I actually disagree with his exegesis of Genesis here. There are a lot of motifs in the Adam story that, in the Ancient Near East, indicated that Adam was a king. For example, like Hammurabi, he was commanded to glorify God through agricultural work,

And the enlightenment thinkers were at the forefront of that new project at the time. They certainly did refer to Greek writers, but theology-based studies had maintained a hold on the academy for a long time, so as a writer seeking to convince people of ideas, he would certainly want to draw on familiar examples like the one you showed, even if they weren’t essential, which that example does not seem to be at all. I’d be interested in what else there was though.

1 Like

There were a lot of thinkers at the time who didn’t reference the Bible much or at all.

Leiter argues that with atheism, Locke’s argument for equality would break down.

The world is not just the Romans with their own particular social system. That people might kill a murderer is just simple fairness. I’m interested in what else there was though, maybe I’ll look for the book!

Fair point, but it still wouldn’t be surprising anyone at the time did based on their own “Judeo-Christian” education and experience as well as their audience. We’d have to see what he drew from those ideas.

What a shocker :slight_smile: How would that work? I certainly can’t see it from that example.

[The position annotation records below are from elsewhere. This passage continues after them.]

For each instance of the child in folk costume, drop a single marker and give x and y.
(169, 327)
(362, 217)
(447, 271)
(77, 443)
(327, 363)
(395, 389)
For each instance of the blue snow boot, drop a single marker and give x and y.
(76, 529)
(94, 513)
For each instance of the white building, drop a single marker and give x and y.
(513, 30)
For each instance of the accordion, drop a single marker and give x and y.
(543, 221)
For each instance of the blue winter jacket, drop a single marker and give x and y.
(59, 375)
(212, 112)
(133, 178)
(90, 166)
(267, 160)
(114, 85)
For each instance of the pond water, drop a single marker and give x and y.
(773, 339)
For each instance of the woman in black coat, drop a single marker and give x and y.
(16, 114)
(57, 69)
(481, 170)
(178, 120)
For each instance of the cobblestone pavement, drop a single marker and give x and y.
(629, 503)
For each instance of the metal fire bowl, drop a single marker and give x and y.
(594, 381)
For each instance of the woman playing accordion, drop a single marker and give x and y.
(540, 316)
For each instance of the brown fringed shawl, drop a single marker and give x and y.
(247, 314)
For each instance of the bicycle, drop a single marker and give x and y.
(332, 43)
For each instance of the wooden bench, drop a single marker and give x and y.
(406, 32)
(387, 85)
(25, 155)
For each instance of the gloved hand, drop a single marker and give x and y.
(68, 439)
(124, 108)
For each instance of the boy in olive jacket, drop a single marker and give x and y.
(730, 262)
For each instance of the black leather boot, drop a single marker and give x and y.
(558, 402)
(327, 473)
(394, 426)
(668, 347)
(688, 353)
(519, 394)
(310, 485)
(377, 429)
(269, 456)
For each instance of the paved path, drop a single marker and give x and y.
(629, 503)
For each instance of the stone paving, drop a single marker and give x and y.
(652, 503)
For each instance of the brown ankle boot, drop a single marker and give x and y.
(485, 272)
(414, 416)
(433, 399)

Greek philosophy had just as much of a stranglehold on Western thought at the time as Christianity. Even Christianity (classical theism more specifically) is Greek-philosophy infused. Then Machiavelli came along…

“Judeo-Christian” is dumb word made up after WWII.

Jews often say, “Only Christians say ‘Judeo-Christian.’” Not entirely true, but still.

1 Like

So they had relatively limited learning to work from, and not surprising he would reference the Bible. We’d have to see what links were made. Not impressed so far. And your characterization of one of the author’s conclusions seems like a red flag. I may still check it out though.

I’m glad to hear you say that. It was used above.

Which one?

It’s one thing to argue that Locke based his ideas on the Old Testament–I’m skeptical, but interested. It’s another thing altogether to say that an argument for human equality would break down under atheism. I’m still willing to listen, but I don’t see how it could be possible.

2 Likes

I haven’t read the footnotes yet, maybe the argument is fleshed out in the footnoted.


!

1 Like

It looks like Pascal’s Wager at the start. The last part is an argument against atheism certainly, but I don’t see an argument for equality. It seems quite the opposite :slight_smile: I wonder if he fleshed it out more.

I posted his, “Without God there’s no basis for moral laws,” argument earlier. Then it logically follows,

Clearly, if Locke believed that if God and the law he wills for humanity are the basis for equality among humankind, the atheist destroys that very foundation.